Assis à ton bureau, tu poses le stylo d'encre noire et regarde d'un air fatigué l'horloge au dessus de la porte d'entrée. Il est vingt-trois heures. Soupirant bruyamment, tes mains attrapent le rapport en cours d'écriture et le plient en quatre avant de le glisser dans ta poche. Faisant glisser la confortable chaise de bois au coussins et accoudoirs emplis de mousse, tu rayes le carrelage en reculant. L'idée est venue d'aller boire un coup dehors avant que le sommeil ne t'emmène pour la nuit. Un moyen comme un autre de rester éveillé sans que le rapport ne soit pas rendu demain.

Revêtant un blouson blanc de fourrure importé sur une commande spéciale de Tanuki, tu quittes ton bureau habillé du reste de ton uniforme noir sans même fermer à clé. Descendant les étages grâce aux escaliers que tu n'utilises pas, préférant comme à ton habitude de t'assoir inconfortablement sur la rambarde pour y glisser dessus, au détour d'un virage tu percutes un homme aux cheveux clairs ébouriffés qui titube et s'y tenait pour monter. Il y a tellement de justiciers ici que tu ne le reconnais. Suite au contact -le probablement blond- fait un roulé-boulé et atterrit au ras de chaussée. Reposant ton derrière sur le toboggan métallique, aidé des mains pour ne pas perdre l'équilibre lors de la descente rapide, tu le rejoins bien vite et le sermonne calmement sans même te soucier s'il est blessé.
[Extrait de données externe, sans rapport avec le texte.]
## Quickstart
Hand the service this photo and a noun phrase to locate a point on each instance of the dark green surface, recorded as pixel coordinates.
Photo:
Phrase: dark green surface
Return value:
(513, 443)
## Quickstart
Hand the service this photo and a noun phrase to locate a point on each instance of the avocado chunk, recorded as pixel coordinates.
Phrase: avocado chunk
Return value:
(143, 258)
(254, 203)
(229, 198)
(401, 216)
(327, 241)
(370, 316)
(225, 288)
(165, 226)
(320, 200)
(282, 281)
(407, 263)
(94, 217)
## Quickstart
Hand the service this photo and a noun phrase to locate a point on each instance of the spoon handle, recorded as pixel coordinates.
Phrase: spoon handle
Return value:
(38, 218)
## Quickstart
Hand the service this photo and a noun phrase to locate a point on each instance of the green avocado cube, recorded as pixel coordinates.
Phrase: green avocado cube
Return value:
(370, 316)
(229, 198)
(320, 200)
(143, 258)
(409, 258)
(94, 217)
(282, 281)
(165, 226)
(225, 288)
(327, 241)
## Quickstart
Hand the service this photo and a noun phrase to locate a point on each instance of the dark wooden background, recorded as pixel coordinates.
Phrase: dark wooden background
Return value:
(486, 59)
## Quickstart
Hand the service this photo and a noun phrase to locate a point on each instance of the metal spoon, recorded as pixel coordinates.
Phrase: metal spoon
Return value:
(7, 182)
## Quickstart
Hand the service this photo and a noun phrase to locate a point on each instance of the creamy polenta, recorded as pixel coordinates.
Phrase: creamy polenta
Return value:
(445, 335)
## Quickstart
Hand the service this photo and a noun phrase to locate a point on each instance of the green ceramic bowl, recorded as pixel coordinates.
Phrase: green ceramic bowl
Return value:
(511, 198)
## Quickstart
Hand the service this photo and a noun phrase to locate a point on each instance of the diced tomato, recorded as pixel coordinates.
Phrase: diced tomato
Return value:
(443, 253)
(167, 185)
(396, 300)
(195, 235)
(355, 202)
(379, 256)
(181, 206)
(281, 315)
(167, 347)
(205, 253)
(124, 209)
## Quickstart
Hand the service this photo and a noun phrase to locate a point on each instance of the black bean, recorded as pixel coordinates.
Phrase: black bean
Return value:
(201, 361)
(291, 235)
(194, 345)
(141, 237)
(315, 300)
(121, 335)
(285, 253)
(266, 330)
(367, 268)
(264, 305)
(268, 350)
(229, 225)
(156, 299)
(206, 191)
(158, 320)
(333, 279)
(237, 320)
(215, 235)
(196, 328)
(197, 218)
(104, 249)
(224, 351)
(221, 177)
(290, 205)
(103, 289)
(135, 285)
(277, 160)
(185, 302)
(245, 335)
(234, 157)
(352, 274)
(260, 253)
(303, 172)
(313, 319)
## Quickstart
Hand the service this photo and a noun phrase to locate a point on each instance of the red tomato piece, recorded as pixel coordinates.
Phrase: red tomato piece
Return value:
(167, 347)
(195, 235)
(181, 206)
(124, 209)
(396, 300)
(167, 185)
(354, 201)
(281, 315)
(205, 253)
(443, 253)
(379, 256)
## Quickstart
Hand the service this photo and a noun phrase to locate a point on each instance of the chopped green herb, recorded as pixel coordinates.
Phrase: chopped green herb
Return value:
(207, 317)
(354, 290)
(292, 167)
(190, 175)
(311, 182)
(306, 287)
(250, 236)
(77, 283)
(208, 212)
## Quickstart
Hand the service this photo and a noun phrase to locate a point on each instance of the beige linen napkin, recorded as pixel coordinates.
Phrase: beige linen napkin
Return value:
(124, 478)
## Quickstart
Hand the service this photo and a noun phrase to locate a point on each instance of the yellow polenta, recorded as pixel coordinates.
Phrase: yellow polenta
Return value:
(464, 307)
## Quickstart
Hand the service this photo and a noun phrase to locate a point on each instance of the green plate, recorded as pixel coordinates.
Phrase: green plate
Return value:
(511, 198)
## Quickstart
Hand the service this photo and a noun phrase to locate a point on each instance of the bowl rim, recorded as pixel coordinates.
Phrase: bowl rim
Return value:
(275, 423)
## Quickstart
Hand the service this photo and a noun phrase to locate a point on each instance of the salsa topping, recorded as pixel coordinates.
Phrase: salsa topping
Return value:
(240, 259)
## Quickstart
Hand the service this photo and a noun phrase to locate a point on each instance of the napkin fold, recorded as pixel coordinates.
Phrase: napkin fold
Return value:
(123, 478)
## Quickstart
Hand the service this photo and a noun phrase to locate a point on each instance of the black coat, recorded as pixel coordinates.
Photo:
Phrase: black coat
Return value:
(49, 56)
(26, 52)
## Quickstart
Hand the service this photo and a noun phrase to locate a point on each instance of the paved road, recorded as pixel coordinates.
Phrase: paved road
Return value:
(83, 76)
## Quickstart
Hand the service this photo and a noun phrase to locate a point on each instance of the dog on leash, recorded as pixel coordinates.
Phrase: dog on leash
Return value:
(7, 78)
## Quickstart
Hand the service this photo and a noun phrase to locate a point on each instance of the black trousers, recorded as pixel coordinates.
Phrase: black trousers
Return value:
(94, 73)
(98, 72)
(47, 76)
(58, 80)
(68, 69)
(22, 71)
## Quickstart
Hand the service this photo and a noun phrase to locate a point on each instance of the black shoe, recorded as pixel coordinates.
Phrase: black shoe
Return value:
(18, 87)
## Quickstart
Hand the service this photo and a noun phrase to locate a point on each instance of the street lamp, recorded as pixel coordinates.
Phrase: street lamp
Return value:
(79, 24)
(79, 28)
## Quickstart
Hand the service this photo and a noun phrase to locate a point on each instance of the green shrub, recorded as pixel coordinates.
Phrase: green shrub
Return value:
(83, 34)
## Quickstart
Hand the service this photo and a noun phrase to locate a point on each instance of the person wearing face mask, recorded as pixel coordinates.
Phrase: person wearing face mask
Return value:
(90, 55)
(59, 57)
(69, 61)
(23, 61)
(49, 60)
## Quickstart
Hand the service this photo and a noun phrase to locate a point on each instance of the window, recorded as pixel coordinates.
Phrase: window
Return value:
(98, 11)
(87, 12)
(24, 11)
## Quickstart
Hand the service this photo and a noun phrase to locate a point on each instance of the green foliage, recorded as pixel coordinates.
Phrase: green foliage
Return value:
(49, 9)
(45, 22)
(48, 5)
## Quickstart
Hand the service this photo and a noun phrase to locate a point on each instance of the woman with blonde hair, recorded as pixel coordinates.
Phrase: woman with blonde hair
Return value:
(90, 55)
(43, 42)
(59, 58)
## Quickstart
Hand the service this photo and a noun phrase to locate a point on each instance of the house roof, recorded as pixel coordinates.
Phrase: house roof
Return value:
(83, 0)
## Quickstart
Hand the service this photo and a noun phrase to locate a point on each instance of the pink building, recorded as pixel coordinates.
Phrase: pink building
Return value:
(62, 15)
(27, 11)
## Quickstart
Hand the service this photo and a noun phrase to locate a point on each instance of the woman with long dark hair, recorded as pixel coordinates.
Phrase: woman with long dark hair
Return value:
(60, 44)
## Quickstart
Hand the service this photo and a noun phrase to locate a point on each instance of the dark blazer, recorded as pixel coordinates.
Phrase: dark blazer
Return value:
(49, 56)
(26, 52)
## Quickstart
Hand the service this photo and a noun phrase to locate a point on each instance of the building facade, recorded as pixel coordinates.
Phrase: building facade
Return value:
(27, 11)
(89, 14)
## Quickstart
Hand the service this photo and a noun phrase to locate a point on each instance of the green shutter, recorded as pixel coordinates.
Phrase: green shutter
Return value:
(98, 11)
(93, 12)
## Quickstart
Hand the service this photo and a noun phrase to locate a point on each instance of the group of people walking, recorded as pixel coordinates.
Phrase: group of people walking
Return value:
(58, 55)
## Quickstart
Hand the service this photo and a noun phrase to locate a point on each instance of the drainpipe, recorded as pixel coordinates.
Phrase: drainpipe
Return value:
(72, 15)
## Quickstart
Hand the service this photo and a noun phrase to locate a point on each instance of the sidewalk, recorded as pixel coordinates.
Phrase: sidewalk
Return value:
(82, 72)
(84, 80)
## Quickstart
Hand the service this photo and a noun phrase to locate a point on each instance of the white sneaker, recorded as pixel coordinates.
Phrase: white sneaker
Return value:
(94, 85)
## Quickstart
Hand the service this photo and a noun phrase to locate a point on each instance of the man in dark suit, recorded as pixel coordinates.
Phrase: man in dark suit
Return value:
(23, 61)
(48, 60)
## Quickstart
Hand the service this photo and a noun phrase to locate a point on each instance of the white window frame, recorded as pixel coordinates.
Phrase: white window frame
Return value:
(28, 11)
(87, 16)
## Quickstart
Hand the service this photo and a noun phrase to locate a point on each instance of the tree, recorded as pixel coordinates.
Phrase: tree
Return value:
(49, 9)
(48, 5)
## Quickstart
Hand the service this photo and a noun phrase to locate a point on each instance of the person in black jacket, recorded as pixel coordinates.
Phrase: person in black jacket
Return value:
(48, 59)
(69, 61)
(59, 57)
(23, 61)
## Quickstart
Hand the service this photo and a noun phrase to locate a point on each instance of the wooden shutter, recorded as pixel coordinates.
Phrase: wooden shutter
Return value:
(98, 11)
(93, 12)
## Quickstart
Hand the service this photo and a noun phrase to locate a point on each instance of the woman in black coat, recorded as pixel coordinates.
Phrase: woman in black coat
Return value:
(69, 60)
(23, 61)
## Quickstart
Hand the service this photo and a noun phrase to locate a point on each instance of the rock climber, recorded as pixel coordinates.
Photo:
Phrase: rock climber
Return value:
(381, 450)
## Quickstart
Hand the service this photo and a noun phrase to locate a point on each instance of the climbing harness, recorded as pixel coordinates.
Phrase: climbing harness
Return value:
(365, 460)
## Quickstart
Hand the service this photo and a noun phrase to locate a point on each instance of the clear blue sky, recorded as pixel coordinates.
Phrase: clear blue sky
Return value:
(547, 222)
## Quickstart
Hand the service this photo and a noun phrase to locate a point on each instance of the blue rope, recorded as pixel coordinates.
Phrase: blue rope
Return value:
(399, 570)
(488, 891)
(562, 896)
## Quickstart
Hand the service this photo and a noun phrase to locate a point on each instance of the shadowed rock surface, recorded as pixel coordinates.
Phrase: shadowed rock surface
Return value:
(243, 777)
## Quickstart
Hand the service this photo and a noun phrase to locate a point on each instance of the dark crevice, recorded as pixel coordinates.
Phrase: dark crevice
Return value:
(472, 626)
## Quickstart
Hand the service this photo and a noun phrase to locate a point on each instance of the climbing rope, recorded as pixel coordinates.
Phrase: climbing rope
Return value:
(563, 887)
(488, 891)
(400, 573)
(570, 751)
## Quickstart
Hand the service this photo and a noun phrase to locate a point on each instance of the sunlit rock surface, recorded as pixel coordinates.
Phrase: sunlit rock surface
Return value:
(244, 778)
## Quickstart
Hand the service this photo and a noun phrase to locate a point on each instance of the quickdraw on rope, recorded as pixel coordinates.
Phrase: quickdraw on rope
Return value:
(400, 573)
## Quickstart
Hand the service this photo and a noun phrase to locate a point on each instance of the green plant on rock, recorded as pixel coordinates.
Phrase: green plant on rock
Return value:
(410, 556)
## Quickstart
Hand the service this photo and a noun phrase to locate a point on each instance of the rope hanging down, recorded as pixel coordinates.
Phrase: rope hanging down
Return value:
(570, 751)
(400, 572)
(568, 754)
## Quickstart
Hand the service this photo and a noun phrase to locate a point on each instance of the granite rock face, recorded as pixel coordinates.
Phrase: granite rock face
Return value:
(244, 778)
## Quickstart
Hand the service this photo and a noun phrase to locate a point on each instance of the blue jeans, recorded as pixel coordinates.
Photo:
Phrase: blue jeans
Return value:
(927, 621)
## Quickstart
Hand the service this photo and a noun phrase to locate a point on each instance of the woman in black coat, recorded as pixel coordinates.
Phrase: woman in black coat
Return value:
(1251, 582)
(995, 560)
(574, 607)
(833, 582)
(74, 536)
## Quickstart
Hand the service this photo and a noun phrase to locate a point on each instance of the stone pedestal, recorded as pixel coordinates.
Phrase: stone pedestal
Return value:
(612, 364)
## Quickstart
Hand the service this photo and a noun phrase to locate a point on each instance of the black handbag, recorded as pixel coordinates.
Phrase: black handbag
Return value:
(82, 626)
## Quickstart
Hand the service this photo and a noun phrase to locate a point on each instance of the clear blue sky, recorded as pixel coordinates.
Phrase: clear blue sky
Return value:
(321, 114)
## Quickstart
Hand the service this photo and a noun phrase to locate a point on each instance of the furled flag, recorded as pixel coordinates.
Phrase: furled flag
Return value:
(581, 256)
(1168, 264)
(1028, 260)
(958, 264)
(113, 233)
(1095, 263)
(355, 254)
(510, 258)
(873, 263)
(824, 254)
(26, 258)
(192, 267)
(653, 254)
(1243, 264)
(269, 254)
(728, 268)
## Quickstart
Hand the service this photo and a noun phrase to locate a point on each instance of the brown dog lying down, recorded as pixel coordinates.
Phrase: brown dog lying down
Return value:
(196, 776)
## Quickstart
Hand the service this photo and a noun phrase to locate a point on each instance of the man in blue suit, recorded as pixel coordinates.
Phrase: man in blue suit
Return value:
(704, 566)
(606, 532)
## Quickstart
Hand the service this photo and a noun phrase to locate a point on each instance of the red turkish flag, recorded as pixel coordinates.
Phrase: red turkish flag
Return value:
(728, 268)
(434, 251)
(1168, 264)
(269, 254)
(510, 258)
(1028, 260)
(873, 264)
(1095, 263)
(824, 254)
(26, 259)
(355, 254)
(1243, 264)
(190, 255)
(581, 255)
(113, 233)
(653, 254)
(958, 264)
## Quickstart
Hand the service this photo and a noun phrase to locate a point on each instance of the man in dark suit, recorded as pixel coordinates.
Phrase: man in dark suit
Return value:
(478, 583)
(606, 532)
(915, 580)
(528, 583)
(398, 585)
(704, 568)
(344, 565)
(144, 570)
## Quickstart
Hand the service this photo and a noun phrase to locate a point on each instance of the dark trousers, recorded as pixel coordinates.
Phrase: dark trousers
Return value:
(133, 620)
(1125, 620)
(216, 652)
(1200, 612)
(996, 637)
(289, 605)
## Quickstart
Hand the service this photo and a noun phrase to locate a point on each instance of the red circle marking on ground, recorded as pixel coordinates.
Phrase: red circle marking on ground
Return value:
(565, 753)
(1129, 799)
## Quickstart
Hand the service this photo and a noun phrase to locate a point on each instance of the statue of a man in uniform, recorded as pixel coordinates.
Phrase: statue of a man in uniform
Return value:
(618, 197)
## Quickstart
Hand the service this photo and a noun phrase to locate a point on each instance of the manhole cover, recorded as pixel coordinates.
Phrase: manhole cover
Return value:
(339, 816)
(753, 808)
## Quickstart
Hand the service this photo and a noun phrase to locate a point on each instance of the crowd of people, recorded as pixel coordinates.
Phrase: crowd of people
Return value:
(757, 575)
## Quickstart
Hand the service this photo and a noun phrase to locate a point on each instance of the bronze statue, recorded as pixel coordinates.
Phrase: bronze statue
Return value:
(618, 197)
 - Eh le nouveau, quand tu choisis de te bourrer la gueule faut dormir dehors à l'abri des regards. Faut croire que tu te rends pas compte qu'en étant milicien ton comportement doit être irréprochable. En plus ton uniforme est crade et déchiré. Que je te recroise pas, sinon je vais me démerder pour te prendre sous mes ordres et tu vas avoir la vie dure.

L'homme bourré se relève, sans saigner, et croise les mains derrière sa tête sûrement douloureuse. D'un regard noir et méprisant il s'adresse à ton dos, puisque tu n'allais pas perdre plus de temps avec lui en préférant partir.

 - Ohé oh ! C'est quoi ton grade morveux ?

La marche stoppée, tu te retournes sereinement et hésites longuement si oui ou non il vaut la peine, dans cet état lamentable, d'être sujet à une discussion. Les dix secondes de réflexion en regardant ce frêle jeunot sont trop longues pour lui et il se montre vocalement impatient.


 - Moi j'suis Commandant ! Et j'pourrais même t'avoir un blâme pour m'avoir bousculé ! En grossissant les faits.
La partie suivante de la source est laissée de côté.